November 06, 2017

Professor Summers. Keeping mum on how sovereign public borrowings are currently subsidized is cheating on the future

Sir, Lawrence Summers writes: “Borrowing to pay for tax cuts is a way of deferring, not avoiding, pain. Ultimately the power of compound interest makes even larger tax increases or spending cuts necessary.
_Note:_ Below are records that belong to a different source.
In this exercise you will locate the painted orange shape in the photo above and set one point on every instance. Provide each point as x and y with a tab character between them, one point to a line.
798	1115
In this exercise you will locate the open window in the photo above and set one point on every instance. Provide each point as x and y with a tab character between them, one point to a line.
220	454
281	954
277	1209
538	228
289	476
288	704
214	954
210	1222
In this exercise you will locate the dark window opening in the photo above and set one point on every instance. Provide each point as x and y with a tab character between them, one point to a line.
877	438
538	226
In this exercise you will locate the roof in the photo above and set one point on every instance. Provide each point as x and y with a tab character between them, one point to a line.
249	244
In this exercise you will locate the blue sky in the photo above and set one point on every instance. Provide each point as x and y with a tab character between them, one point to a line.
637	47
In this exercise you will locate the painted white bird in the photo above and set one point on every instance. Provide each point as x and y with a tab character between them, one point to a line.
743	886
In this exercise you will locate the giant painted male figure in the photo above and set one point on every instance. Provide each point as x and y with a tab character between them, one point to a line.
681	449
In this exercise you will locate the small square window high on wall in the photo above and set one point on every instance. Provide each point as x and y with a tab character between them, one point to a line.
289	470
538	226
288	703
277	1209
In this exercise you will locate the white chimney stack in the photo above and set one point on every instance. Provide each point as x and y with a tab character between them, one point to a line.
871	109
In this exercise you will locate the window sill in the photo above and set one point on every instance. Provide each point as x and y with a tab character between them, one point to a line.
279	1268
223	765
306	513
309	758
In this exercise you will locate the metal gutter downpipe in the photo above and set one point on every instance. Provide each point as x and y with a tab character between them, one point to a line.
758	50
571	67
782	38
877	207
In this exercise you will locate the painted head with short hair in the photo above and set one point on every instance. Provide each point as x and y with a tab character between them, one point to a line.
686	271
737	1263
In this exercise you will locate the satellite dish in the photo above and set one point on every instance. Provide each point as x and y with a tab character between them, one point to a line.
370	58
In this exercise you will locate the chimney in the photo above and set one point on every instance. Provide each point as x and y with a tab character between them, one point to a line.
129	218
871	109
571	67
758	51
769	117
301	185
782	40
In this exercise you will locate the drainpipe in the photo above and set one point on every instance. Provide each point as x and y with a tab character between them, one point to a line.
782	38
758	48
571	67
But in the meantime debt-financed tax cuts raise the trade deficit, and reduce investment thereby cheating the future.” “A Republican tax plan that would help the rich and harm growth” November 6.

Sir, Prof Summers is entirely correct in that “Borrowing to pay for tax cuts is a way of deferring, not avoiding, pain”. But, one major reason for why such borrowing can occur is that it is currently contracted at artificially low rates.

With the regulatory subsidy imbedded in the capital requirements for banks’ 0% risk weighting of sovereign debt; and with the stimuli provided by the Fed with its low interest policy and huge quantitative easing programs, America’s current government’s borrowing costs do not reflect the real undistorted rates.

Without these non-transparent help from their statist colleagues, there is no doubt the interest rates would be higher, the current fiscal deficit higher, and the adjustments needed much clearer.

Sir, since Professor Summers has been consistently ignoring this, he is willing or unwittingly helping to cheat the future too.